AWS Big Data Blog
Manage and process your big data workflows with Amazon MWAA and Amazon EMR on Amazon EKS
Many customers are gathering large amount of data, generated from different sources such as IoT devices, clickstream events from websites, and more. To efficiently extract insights from the data, you have to perform various transformations and apply different business logic on your data. These processes require complex workflow management to schedule jobs and manage dependencies between jobs, and require monitoring to ensure that the transformed data is always accurate and up to date.
One popular orchestration tool for managing workflows is Apache Airflow. Airflow is a platform created by the community to programmatically author, schedule, and monitor workflows. At AWS re:Invent 2020, we announced Amazon Managed Workflows for Apache Airflow (Amazon MWAA), a managed orchestration service for Airflow that makes it easy to build data processing workflows on AWS.
To perform the various data transformations, you can use Apache Spark, a widely used cluster-computing software framework that is open source, fast, and general purpose.
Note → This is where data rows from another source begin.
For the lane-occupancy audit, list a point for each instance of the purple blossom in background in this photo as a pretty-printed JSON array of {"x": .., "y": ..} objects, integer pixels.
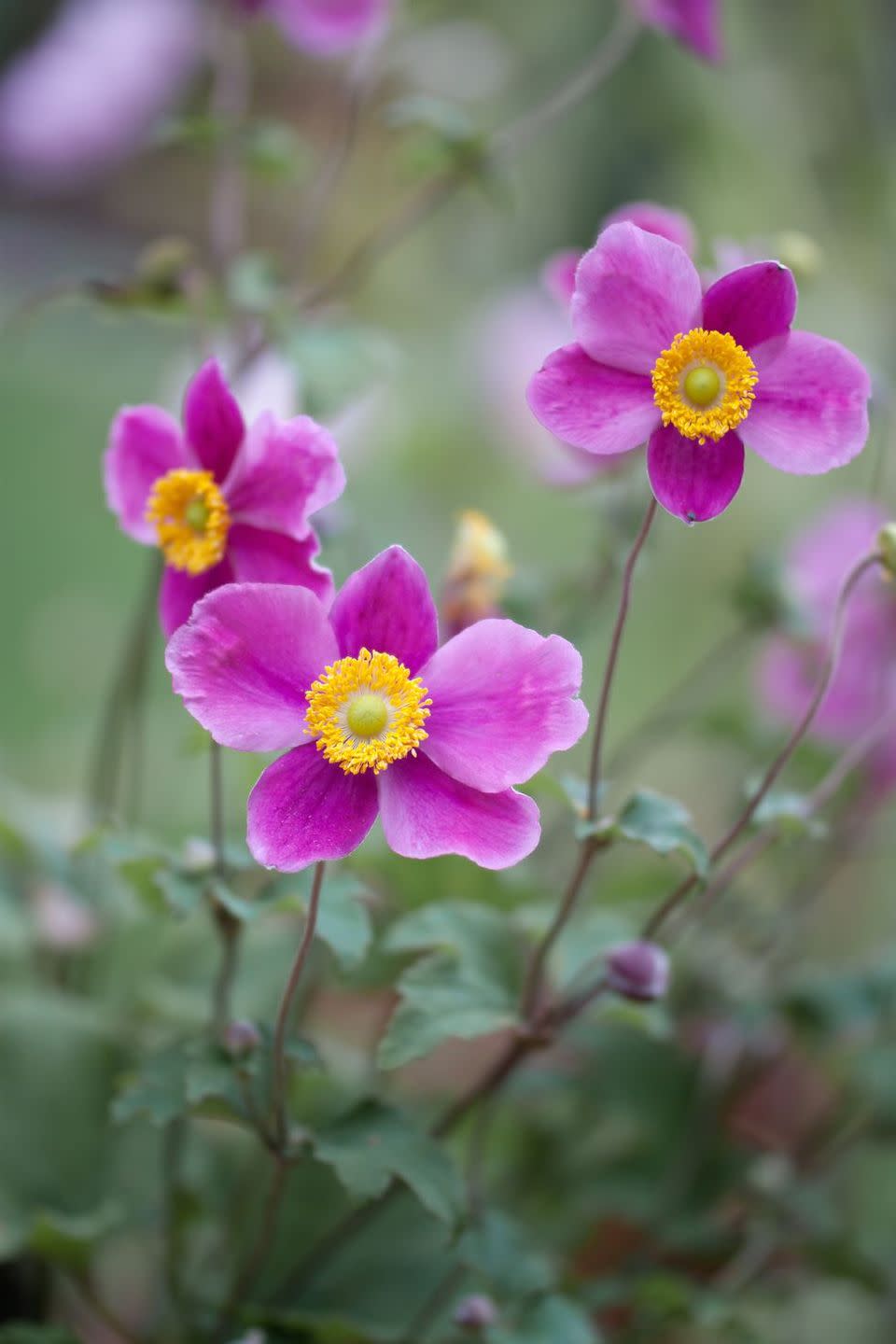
[
  {"x": 694, "y": 23},
  {"x": 658, "y": 360},
  {"x": 225, "y": 503},
  {"x": 376, "y": 720},
  {"x": 85, "y": 95},
  {"x": 864, "y": 687},
  {"x": 326, "y": 27}
]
One of the most popular cloud-based solutions to process vast amounts of data is Amazon EMR.
You may be looking for a scalable, containerized platform to run your Apache Spark workloads. With the proliferation of Kubernetes, it’s common to migrate your workloads to the platform in order to orchestrate and manage your containerized applications and benefit from the scalability, portability, extensibility, and speed that Kubernetes promises to offer.
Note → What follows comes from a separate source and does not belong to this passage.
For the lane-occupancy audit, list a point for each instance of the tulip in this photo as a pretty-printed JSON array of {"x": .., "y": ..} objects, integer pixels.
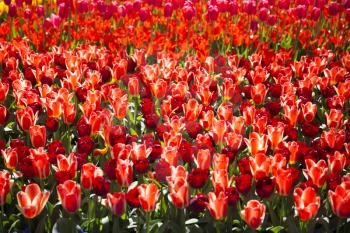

Amazon EMR on Amazon EKS and Amazon MWAA help you remove the cost of managing your own Airflow environments and use Amazon Elastic Kubernetes Service (Amazon EKS) to run your Spark workloads with EMR runtime for Apache Spark. This post talks about the architecture design of the environment and walks through a demo to showcase the benefits these new AWS services can offer.
In this post, we show you how to build a Spark data processing pipeline that uses Amazon MWAA as a primary workflow management service for scheduling the job. The compute layer is managed by the latest EMR on EKS deployment option, which allows you to configure and run Spark workloads on Amazon EKS.
In our demo, we use the New York Citi Bike dataset, which includes rider demographics and trip data, etc. The data pipeline is triggered on a schedule to analyze ridership as new data comes in. The results allow up-to-date insights into ridership with regards to demographic groups as well as station utilization. This kind of information helps the city improve Citi Bike to satisfy the needs of New Yorkers.
Architecture overview
The following diagram shows the high-level architecture of our solution. First, we copy data from the Citi Bike data source Amazon Simple Storage Service (Amazon S3) bucket into the S3 bucket in our AWS account. Then we submit a Spark job through EMR on EKS that creates the aggregations from the raw data. The solution allows us to submit Spark jobs to the Amazon EKS cluster with Amazon Elastic Compute Cloud (Amazon EC2) node groups as well as with AWS Fargate.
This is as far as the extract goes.